To make the best use of the data we need to be clear about our thinking. I do think it goes beyond just asserting that we need hypotheses, though that’s part of it. Genomics is the product of the age of big(ger) data, and it has had to deal with problems of false positives being confused for real signals because old statistical thresholds became out of date. Culturomics has a lot it could learn from the experience of biologists before 2010. With all that said, there is a body of formal theory which can move in and start to operate upon the data set. Boyd and Richersen’s The Origin and Evolution of Cultures and Cavalli-Sforza and Feldman’s Cultural Transmission and Evolution are good places to start. Recently I read Alex Mesoudi’s Cultural Evolution: How Darwinian Theory Can Explain Human Culture and Synthesize the Social Sciences, which is newer, and probably aimed at an audience that is a touch less specialist. I highly recommend it for those interested in this topic (if you have an evolutionary genetics background much of it goes fast because it is review of basic theory).

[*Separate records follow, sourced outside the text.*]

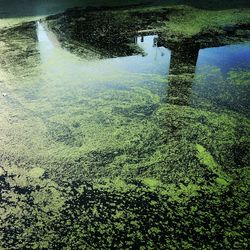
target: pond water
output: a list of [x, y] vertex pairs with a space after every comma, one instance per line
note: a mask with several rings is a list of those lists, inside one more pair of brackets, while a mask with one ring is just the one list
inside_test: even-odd
[[250, 43], [228, 45], [218, 48], [207, 48], [199, 51], [197, 61], [197, 73], [201, 73], [204, 67], [217, 67], [223, 74], [232, 69], [249, 70]]
[[[39, 23], [37, 37], [39, 41], [40, 56], [45, 62], [51, 55], [53, 55], [53, 60], [55, 60], [55, 62], [61, 60], [61, 57], [59, 59], [58, 56], [70, 56], [70, 52], [60, 48], [59, 42], [55, 41], [55, 38], [53, 39], [51, 34], [48, 35], [46, 30]], [[112, 70], [112, 74], [114, 75], [120, 71], [124, 72], [124, 75], [125, 72], [167, 75], [170, 66], [171, 52], [164, 47], [154, 46], [155, 38], [157, 38], [157, 36], [135, 38], [135, 44], [143, 49], [145, 55], [132, 55], [128, 57], [124, 56], [87, 62], [84, 58], [80, 60], [80, 58], [71, 54], [72, 59], [67, 61], [63, 60], [63, 63], [67, 64], [72, 71], [79, 70], [76, 64], [81, 67], [81, 70], [88, 68], [93, 76], [95, 75], [93, 70], [100, 72], [100, 70], [103, 71], [105, 68], [109, 70], [109, 74]], [[57, 63], [54, 64], [54, 67], [57, 67]], [[81, 74], [81, 72], [79, 72], [79, 74]]]
[[[80, 238], [98, 245], [102, 236], [126, 238], [130, 225], [157, 242], [157, 230], [171, 233], [158, 223], [168, 202], [195, 200], [200, 185], [226, 188], [228, 168], [247, 165], [249, 42], [197, 49], [186, 61], [189, 48], [138, 36], [131, 39], [143, 52], [98, 59], [64, 49], [41, 22], [25, 32], [32, 39], [0, 40], [5, 247], [11, 233], [19, 249], [48, 249], [51, 239], [55, 249], [68, 240], [79, 247]], [[11, 231], [11, 216], [38, 245]]]
[[250, 43], [199, 51], [193, 91], [220, 108], [249, 116]]
[[[122, 141], [117, 140], [112, 131], [113, 126], [118, 130], [129, 127], [129, 124], [119, 127], [123, 112], [128, 112], [131, 120], [144, 116], [146, 122], [157, 108], [171, 103], [171, 98], [186, 98], [185, 104], [191, 107], [249, 114], [249, 43], [197, 50], [195, 60], [184, 61], [187, 68], [194, 67], [193, 76], [186, 80], [185, 87], [179, 88], [178, 78], [172, 86], [167, 80], [169, 70], [175, 67], [171, 62], [177, 57], [177, 61], [183, 63], [185, 51], [176, 55], [158, 47], [156, 35], [134, 39], [143, 49], [142, 54], [102, 60], [78, 57], [63, 49], [55, 34], [40, 22], [36, 37], [38, 56], [33, 61], [24, 67], [16, 62], [18, 69], [10, 62], [8, 71], [2, 70], [3, 114], [6, 118], [19, 117], [15, 123], [5, 121], [5, 129], [15, 131], [12, 137], [6, 132], [1, 134], [6, 155], [14, 157], [22, 152], [22, 156], [27, 154], [26, 157], [33, 158], [34, 154], [29, 152], [32, 148], [41, 154], [39, 157], [43, 158], [44, 154], [51, 157], [58, 155], [58, 147], [81, 154], [96, 150], [95, 147], [105, 148], [108, 135], [112, 147], [120, 147]], [[239, 80], [242, 83], [239, 84]], [[32, 125], [33, 119], [37, 119], [38, 127]], [[102, 125], [107, 130], [105, 134]], [[42, 137], [39, 143], [37, 130]], [[133, 140], [134, 136], [131, 134], [128, 140]], [[75, 139], [72, 141], [71, 137]]]
[[[40, 48], [41, 58], [45, 58], [46, 54], [50, 54], [51, 50], [59, 51], [59, 53], [70, 52], [63, 50], [60, 47], [60, 43], [56, 41], [56, 37], [53, 34], [47, 34], [48, 31], [38, 22], [37, 37]], [[50, 36], [50, 38], [49, 38]], [[117, 57], [112, 59], [106, 59], [101, 61], [94, 61], [94, 66], [96, 68], [97, 64], [102, 65], [108, 64], [110, 68], [115, 67], [115, 71], [120, 68], [121, 70], [128, 71], [131, 73], [148, 73], [148, 74], [159, 74], [162, 76], [167, 76], [169, 74], [169, 68], [171, 63], [171, 50], [158, 47], [154, 44], [157, 35], [149, 36], [138, 36], [135, 38], [134, 42], [140, 48], [143, 49], [144, 55], [133, 55]], [[53, 60], [60, 61], [56, 58], [59, 55], [54, 54], [55, 58]], [[217, 48], [207, 48], [198, 50], [198, 59], [195, 65], [196, 75], [208, 74], [206, 70], [209, 71], [211, 68], [216, 68], [224, 76], [227, 75], [231, 70], [249, 70], [250, 68], [250, 43], [241, 43], [237, 45], [228, 45]], [[48, 55], [47, 55], [48, 56]], [[72, 61], [64, 63], [72, 64], [72, 70], [76, 67], [74, 64], [75, 56], [72, 55]], [[77, 59], [79, 62], [79, 58]], [[81, 66], [86, 66], [88, 63], [83, 59], [80, 62]], [[56, 64], [55, 64], [56, 65]], [[68, 65], [69, 66], [69, 65]], [[78, 69], [79, 70], [79, 69]], [[99, 68], [98, 68], [99, 70]], [[97, 71], [98, 71], [97, 70]], [[146, 77], [145, 77], [146, 79]]]

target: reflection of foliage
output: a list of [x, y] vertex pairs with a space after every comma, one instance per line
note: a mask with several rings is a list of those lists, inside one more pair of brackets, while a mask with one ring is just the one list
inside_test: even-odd
[[63, 16], [49, 17], [47, 23], [64, 47], [85, 57], [90, 53], [87, 49], [98, 52], [101, 57], [141, 52], [132, 43], [141, 20], [125, 12], [117, 15], [107, 11], [69, 10]]
[[[232, 31], [229, 32], [228, 39], [234, 40], [237, 29], [249, 30], [249, 22], [247, 9], [208, 11], [180, 6], [176, 7], [176, 12], [170, 16], [170, 21], [165, 23], [166, 33], [170, 36], [166, 39], [173, 42], [197, 37], [197, 41], [203, 44], [216, 43], [214, 36], [225, 36], [230, 27]], [[247, 32], [243, 32], [242, 36], [247, 36]], [[207, 37], [207, 40], [203, 40], [204, 37]]]
[[82, 54], [86, 54], [87, 47], [113, 57], [138, 52], [130, 40], [138, 30], [158, 30], [161, 40], [171, 44], [190, 39], [203, 46], [218, 45], [246, 39], [250, 19], [247, 9], [207, 11], [188, 6], [155, 6], [70, 9], [47, 21], [72, 51], [83, 49]]

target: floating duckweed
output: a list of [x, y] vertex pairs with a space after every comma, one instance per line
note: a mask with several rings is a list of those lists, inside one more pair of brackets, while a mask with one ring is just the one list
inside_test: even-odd
[[3, 170], [3, 168], [0, 167], [0, 176], [4, 175], [5, 171]]
[[[47, 22], [65, 29], [70, 37], [64, 40], [73, 40], [72, 34], [87, 39], [81, 36], [93, 34], [82, 28], [89, 25], [81, 23], [87, 19], [67, 17], [78, 11], [71, 9]], [[100, 24], [92, 27], [100, 32], [112, 35], [110, 30], [119, 29], [116, 24], [125, 25], [114, 32], [126, 36], [123, 41], [117, 36], [119, 45], [127, 42], [131, 22], [137, 28], [162, 26], [168, 18], [162, 26], [167, 40], [167, 26], [176, 34], [193, 24], [193, 17], [202, 19], [183, 29], [190, 38], [203, 32], [208, 17], [217, 30], [217, 14], [227, 13], [223, 21], [232, 14], [225, 10], [206, 15], [188, 7], [93, 12], [88, 10], [87, 17]], [[242, 14], [246, 19], [247, 11]], [[179, 23], [180, 18], [188, 24]], [[84, 33], [70, 33], [71, 25]], [[46, 54], [39, 50], [40, 43], [37, 46], [34, 27], [24, 24], [0, 36], [1, 88], [11, 93], [0, 98], [0, 249], [247, 249], [250, 123], [243, 109], [248, 102], [235, 109], [224, 104], [234, 104], [237, 94], [247, 93], [248, 74], [231, 72], [225, 80], [220, 70], [208, 69], [211, 75], [206, 76], [212, 76], [214, 85], [209, 85], [210, 92], [201, 92], [213, 93], [216, 85], [237, 90], [229, 96], [221, 91], [222, 103], [216, 105], [193, 89], [197, 48], [190, 50], [192, 56], [185, 49], [179, 53], [167, 81], [165, 75], [147, 71], [128, 74], [109, 60], [91, 61], [107, 56], [100, 46], [93, 49], [95, 41], [92, 48], [84, 44], [77, 51], [76, 44], [70, 47], [63, 41], [69, 50], [90, 57], [83, 64], [59, 48]], [[98, 38], [100, 42], [103, 36]], [[175, 38], [180, 41], [182, 36], [169, 36], [170, 41]], [[141, 53], [136, 46], [128, 47]], [[174, 52], [190, 48], [177, 47]], [[123, 53], [116, 49], [113, 46], [113, 56]], [[191, 57], [183, 58], [187, 55]], [[35, 77], [27, 76], [27, 70]], [[196, 87], [202, 89], [204, 77], [197, 77]]]
[[201, 162], [208, 166], [210, 170], [216, 172], [218, 163], [214, 160], [213, 156], [200, 144], [196, 144], [196, 148], [198, 150], [198, 157], [200, 158]]
[[45, 173], [45, 170], [43, 168], [36, 167], [36, 168], [32, 168], [29, 171], [29, 176], [33, 178], [40, 178], [43, 176], [44, 173]]
[[223, 179], [223, 178], [216, 178], [215, 180], [218, 184], [223, 185], [223, 186], [227, 186], [228, 185], [228, 181]]
[[159, 180], [153, 178], [145, 178], [142, 180], [142, 183], [152, 189], [155, 189], [161, 185], [161, 182]]

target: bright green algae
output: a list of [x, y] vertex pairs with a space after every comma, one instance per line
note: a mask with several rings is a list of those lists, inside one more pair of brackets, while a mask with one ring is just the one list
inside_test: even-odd
[[42, 66], [33, 50], [30, 76], [1, 51], [0, 248], [247, 249], [247, 72], [219, 79], [229, 105], [196, 95], [201, 75], [179, 106], [158, 75], [91, 62], [70, 81], [78, 58], [58, 49]]

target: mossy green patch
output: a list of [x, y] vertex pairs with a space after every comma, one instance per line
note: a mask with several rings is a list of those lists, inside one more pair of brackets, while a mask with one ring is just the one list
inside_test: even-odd
[[200, 144], [196, 144], [196, 149], [198, 150], [198, 157], [200, 158], [201, 162], [208, 166], [210, 170], [216, 172], [218, 163], [215, 162], [213, 156]]
[[[179, 13], [178, 13], [179, 11]], [[188, 38], [205, 32], [223, 32], [227, 25], [249, 23], [248, 9], [207, 11], [191, 7], [176, 7], [176, 12], [166, 22], [166, 29], [173, 39]]]
[[215, 182], [220, 185], [228, 185], [228, 182], [231, 181], [230, 177], [221, 170], [219, 164], [214, 160], [213, 156], [200, 144], [196, 144], [196, 149], [202, 164], [206, 165], [209, 170], [219, 176], [215, 179]]
[[151, 189], [155, 189], [161, 185], [161, 182], [154, 178], [145, 178], [142, 180], [142, 183]]
[[39, 168], [39, 167], [32, 168], [29, 171], [29, 176], [34, 177], [34, 178], [40, 178], [43, 176], [44, 172], [45, 170], [43, 168]]
[[5, 173], [4, 169], [0, 167], [0, 176]]
[[220, 184], [220, 185], [223, 185], [223, 186], [227, 186], [228, 185], [228, 181], [223, 179], [223, 178], [216, 178], [215, 181]]

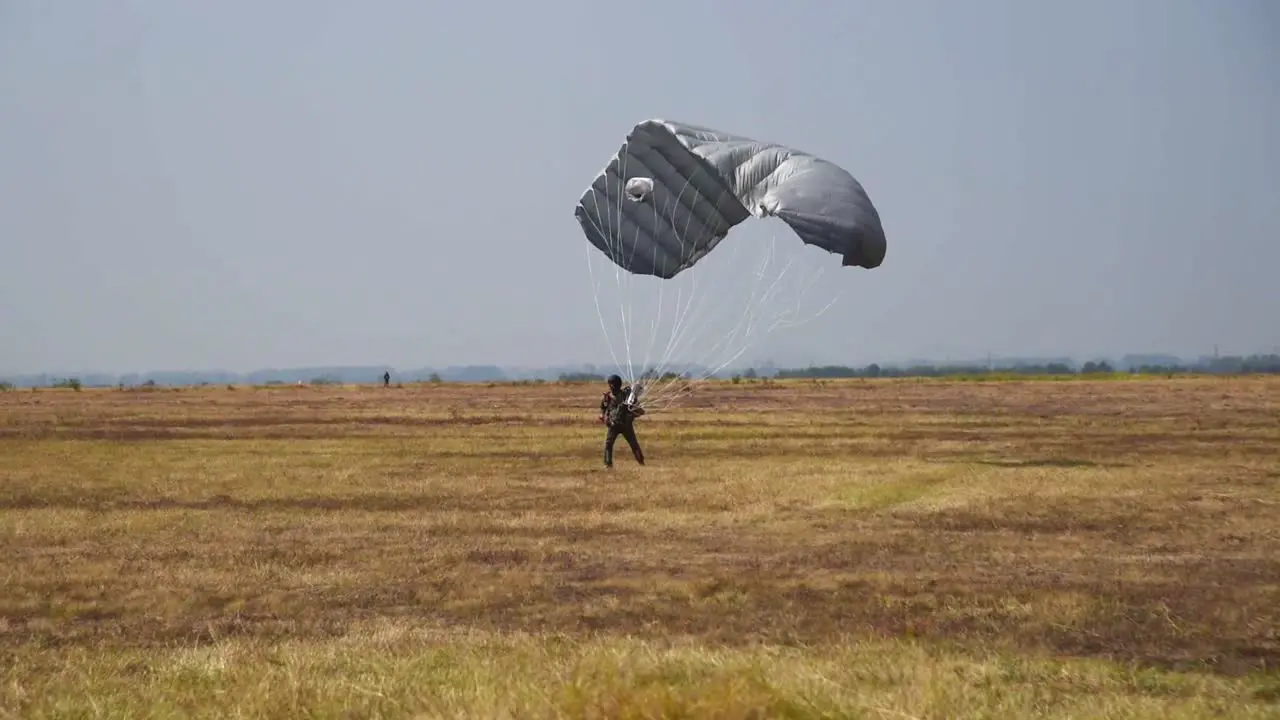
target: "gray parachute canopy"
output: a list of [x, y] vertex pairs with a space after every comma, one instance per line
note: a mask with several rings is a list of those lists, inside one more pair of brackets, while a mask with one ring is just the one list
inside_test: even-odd
[[636, 125], [574, 210], [628, 272], [671, 278], [748, 217], [777, 217], [842, 265], [875, 268], [885, 237], [871, 198], [827, 160], [668, 120]]

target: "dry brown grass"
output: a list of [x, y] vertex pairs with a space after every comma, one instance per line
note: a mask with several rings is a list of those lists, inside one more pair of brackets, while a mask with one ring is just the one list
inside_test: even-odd
[[1280, 380], [0, 393], [0, 712], [1280, 715]]

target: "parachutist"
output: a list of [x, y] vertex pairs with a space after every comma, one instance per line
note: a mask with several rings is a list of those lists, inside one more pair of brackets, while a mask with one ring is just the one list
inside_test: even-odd
[[636, 438], [635, 419], [644, 415], [644, 408], [636, 404], [639, 388], [634, 391], [622, 386], [622, 378], [609, 376], [609, 389], [600, 398], [600, 422], [609, 429], [604, 440], [604, 466], [613, 467], [613, 445], [621, 435], [631, 446], [631, 454], [636, 462], [644, 464], [644, 452], [640, 449], [640, 441]]

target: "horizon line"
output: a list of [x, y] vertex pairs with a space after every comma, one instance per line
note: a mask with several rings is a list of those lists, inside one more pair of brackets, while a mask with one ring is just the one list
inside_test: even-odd
[[[968, 365], [975, 365], [975, 364], [989, 365], [991, 363], [995, 363], [1002, 360], [1004, 361], [1014, 360], [1014, 361], [1024, 362], [1024, 363], [1028, 361], [1053, 362], [1053, 361], [1066, 360], [1068, 362], [1076, 363], [1080, 361], [1081, 358], [1085, 358], [1085, 362], [1087, 362], [1089, 360], [1092, 360], [1092, 361], [1119, 360], [1119, 359], [1123, 359], [1131, 356], [1162, 356], [1166, 358], [1177, 359], [1179, 362], [1196, 362], [1196, 361], [1201, 361], [1209, 358], [1229, 358], [1229, 357], [1247, 358], [1251, 356], [1268, 356], [1268, 355], [1275, 355], [1275, 354], [1280, 354], [1280, 350], [1273, 348], [1270, 352], [1255, 350], [1250, 352], [1221, 353], [1221, 352], [1217, 352], [1217, 348], [1215, 348], [1215, 352], [1213, 353], [1201, 353], [1194, 357], [1183, 355], [1181, 353], [1176, 353], [1176, 352], [1126, 351], [1122, 353], [1071, 353], [1071, 352], [1046, 353], [1046, 354], [987, 353], [985, 355], [962, 356], [956, 359], [928, 357], [928, 356], [917, 356], [917, 357], [907, 356], [907, 357], [902, 357], [895, 360], [871, 360], [867, 362], [841, 361], [841, 360], [825, 360], [825, 361], [808, 360], [804, 362], [789, 363], [789, 362], [777, 362], [777, 361], [770, 362], [769, 359], [766, 358], [759, 362], [743, 362], [743, 363], [734, 363], [733, 365], [726, 365], [724, 367], [715, 369], [712, 372], [712, 374], [718, 374], [722, 372], [732, 372], [734, 370], [745, 370], [749, 368], [762, 368], [762, 367], [790, 370], [790, 369], [802, 369], [802, 368], [810, 368], [810, 367], [865, 368], [869, 365], [879, 365], [881, 367], [897, 367], [904, 364], [935, 365], [935, 366], [951, 366], [951, 365], [968, 366]], [[260, 373], [272, 373], [272, 372], [299, 372], [299, 371], [325, 371], [325, 370], [369, 370], [369, 371], [391, 372], [391, 373], [397, 373], [397, 372], [418, 373], [418, 372], [436, 372], [441, 370], [465, 370], [465, 369], [492, 368], [492, 369], [496, 369], [503, 372], [506, 372], [506, 371], [542, 372], [542, 371], [550, 371], [550, 370], [565, 371], [570, 369], [574, 371], [585, 372], [586, 371], [585, 368], [587, 368], [588, 366], [598, 370], [601, 368], [613, 367], [614, 365], [616, 365], [616, 363], [592, 362], [587, 360], [580, 360], [580, 361], [564, 361], [559, 363], [545, 363], [545, 364], [537, 364], [537, 365], [521, 365], [521, 364], [515, 364], [515, 363], [504, 364], [504, 363], [497, 363], [497, 362], [470, 362], [470, 363], [455, 362], [455, 363], [448, 363], [448, 364], [442, 364], [442, 365], [423, 364], [423, 365], [404, 366], [399, 368], [397, 368], [395, 365], [390, 363], [367, 363], [367, 364], [327, 363], [327, 364], [304, 364], [304, 365], [262, 365], [262, 366], [254, 367], [253, 369], [249, 369], [249, 370], [232, 370], [232, 369], [216, 367], [216, 366], [185, 367], [185, 368], [183, 367], [171, 367], [171, 368], [152, 367], [151, 369], [147, 369], [147, 370], [136, 370], [136, 369], [135, 370], [93, 370], [93, 369], [82, 368], [80, 370], [5, 371], [5, 372], [0, 372], [0, 380], [6, 379], [6, 378], [29, 378], [29, 377], [43, 377], [43, 376], [74, 377], [77, 375], [102, 375], [102, 376], [121, 377], [121, 376], [128, 376], [128, 375], [146, 376], [146, 375], [156, 375], [156, 374], [192, 374], [192, 375], [221, 374], [221, 375], [243, 376], [243, 375], [254, 375], [254, 374], [260, 374]], [[660, 369], [696, 367], [703, 370], [710, 370], [713, 367], [712, 365], [705, 364], [705, 363], [679, 362], [679, 361], [669, 361], [666, 363], [661, 363], [661, 365], [663, 367]]]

Let me finish with a quote from The Genetic Basis of Evolutionary Change by Richard Lewontin:
For many years population genetics was an immensely rich and powerful theory with virtually no suitable facts on which to operate. It was like a complex and exquisite machine, designed to process a raw material that one had succeeded in mining. Occasionally some unusually clever or lucky prospecter would come upon a natural outcrop of high-grade ore, and part of the machinery would be started up to prove to its backers that it really would work. But for the most part the machine was left to the engineers, forever tinkering, forever making improvements, in anticipation of the day when it would be called upon to carry out full production….
Apply your regular expression substitution where appropriate.